Nel mezzo del cammino delle canzoni,
Mi ritrovai in un mondo nuovo,
E a dire il vero mi ero già rotto i coglioni.

Ahi, quanto avrei voluto un uovo,
In questo mondo oscuro e lacerante,
Per sentirmi un uomo nuovo.

Ma ahimè, c'era qualcosa di più accecante,
Un ruolo da svolgere poiché io fui
Mandato qui da qualcuno di molto più importante.

Una volta uscito da quei muri,
Mi guardai intorno e vidi solo
Cantanti che facevano i duri.

Così mi avvicinai al trapper tutto solo,
Che mi guardava con un viso da fatto
E dissi "uomo, sai dove mi trovo?",

Con una voce piena di autotune che fece impatto,
Mi disse "Wo, bella, sei all'Inferno.
Se non sei un trapper, vai chiatto chiatto."

Dei trapper io avevo sentito parlare un po',
Quelli che non concludono le rime,
Che hanno l'autotune al posto della vo'.

"Il mio nome è Sfera, sono una rockstar sublime."
Mi faceva paura, questo è poco,
Ed un po' tutt'ora mi deprime.

Sapevo che in quel luogo i trapper non stavano poco,
E la loro punizione era dura, certo:
Stare ad ascoltare i veri trapper, quelli ch'ardono di fuoco.

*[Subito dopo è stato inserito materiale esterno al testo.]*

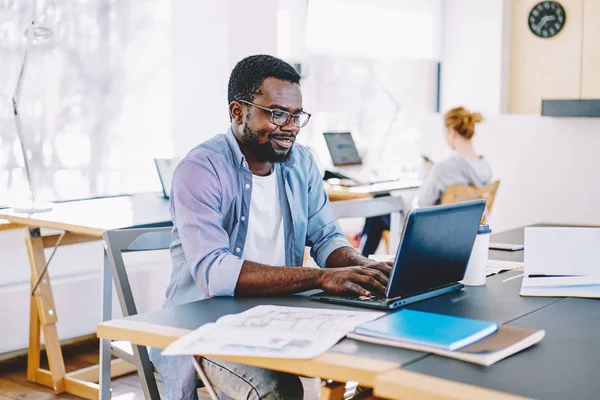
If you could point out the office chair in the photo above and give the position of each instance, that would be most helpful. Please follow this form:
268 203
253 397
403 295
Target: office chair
117 242
462 193
373 207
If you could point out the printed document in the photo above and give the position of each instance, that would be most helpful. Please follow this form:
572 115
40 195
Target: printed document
272 331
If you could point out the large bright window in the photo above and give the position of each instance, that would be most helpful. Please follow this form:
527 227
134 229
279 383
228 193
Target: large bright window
369 67
95 105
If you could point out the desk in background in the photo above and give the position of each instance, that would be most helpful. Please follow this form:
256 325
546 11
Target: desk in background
80 221
337 192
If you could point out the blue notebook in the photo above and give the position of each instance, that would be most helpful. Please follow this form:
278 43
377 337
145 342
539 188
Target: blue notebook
428 329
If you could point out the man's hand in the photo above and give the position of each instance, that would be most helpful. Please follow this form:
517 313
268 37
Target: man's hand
355 280
384 267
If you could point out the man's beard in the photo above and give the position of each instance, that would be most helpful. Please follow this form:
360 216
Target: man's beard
264 151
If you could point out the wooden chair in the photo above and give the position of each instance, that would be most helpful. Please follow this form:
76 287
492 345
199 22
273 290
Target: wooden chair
462 193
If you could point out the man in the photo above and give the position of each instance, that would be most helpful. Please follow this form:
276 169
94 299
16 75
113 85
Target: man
244 206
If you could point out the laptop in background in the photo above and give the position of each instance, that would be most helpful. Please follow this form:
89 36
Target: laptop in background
432 257
347 161
165 168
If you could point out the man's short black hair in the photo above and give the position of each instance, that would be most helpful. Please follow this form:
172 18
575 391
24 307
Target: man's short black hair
249 74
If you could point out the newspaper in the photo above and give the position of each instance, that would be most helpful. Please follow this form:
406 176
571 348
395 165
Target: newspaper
272 331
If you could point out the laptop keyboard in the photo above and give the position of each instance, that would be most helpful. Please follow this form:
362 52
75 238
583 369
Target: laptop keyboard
372 299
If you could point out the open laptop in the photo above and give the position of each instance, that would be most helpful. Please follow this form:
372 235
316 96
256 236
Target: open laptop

Quindi scappai da quell'odioso concerto,
E nell'Inferno mi ritrovai.
Era un po' strano, lo ammetto.

Ed un po' in giro mi guardai,
Ero nel primo girone.
Ma appena mi voltai

Ecco che si avvicina un coglione.
"Stavo cercando proprio te."
Mi disse tenendo in mano un cartellone.

Io lo guardai in faccia, "Se
Tu mi dai una mano, ti aiuterò pure io"
Aveva il volto coperto e,

Siccome non avevo scelta, gli chiesi dove fossi finito io.
"Sei nel primo girone, l'EDM House"
Ed urlai "PER L'AMOR DI DIO!"

Per poco non ebbi un infarto,
Con solo due parole
Dure quasi quanto un parto.

E come comanda il Signore,
Cercai di scappare,
Ero nel luogo del terrore.

Mi inseguì fino ad una specie di mare,
No, forse un fiume,
Non c'erano traghetti, mi toccò nuotare.

E con ancora il sudore in viso, venni accecato da un lume,
Una luce così abbagliante,
Da rendere le piante scure.

Non c'era dubbio, era il secondo girone terrificante,
La musica italiana anni '90,
Quella cosa orripilante!

La loro punizione di paura ne incuteva tanta,
Dovevano creare testi senza le parole a cui erano abituati.
"Amore", "Occhi", "Siamo nel novanta".

E tra le urla ed i lamenti straziati,
Io i denti stringevo,
Per quei cantanti meritevoli poco amati.

Ma andai avanti, e fu un viaggio lungo quello a cui mi proponevo,
Ed arrivai all'ultimo girone, il Raggaetton,
Ancora non ci credevo.

Ma quanto è vero che al peggio non c'è fine,
Dovetti affrontare il nemico finale,
Luis Fonsi, lo spagnolo la cui crudeltà non ha fine.

E tra testi ripetuti volte su volte, dal contenuto banale,
I testi facevano sempre riferimento
Alla più nobile delle pratiche, quella sessuale.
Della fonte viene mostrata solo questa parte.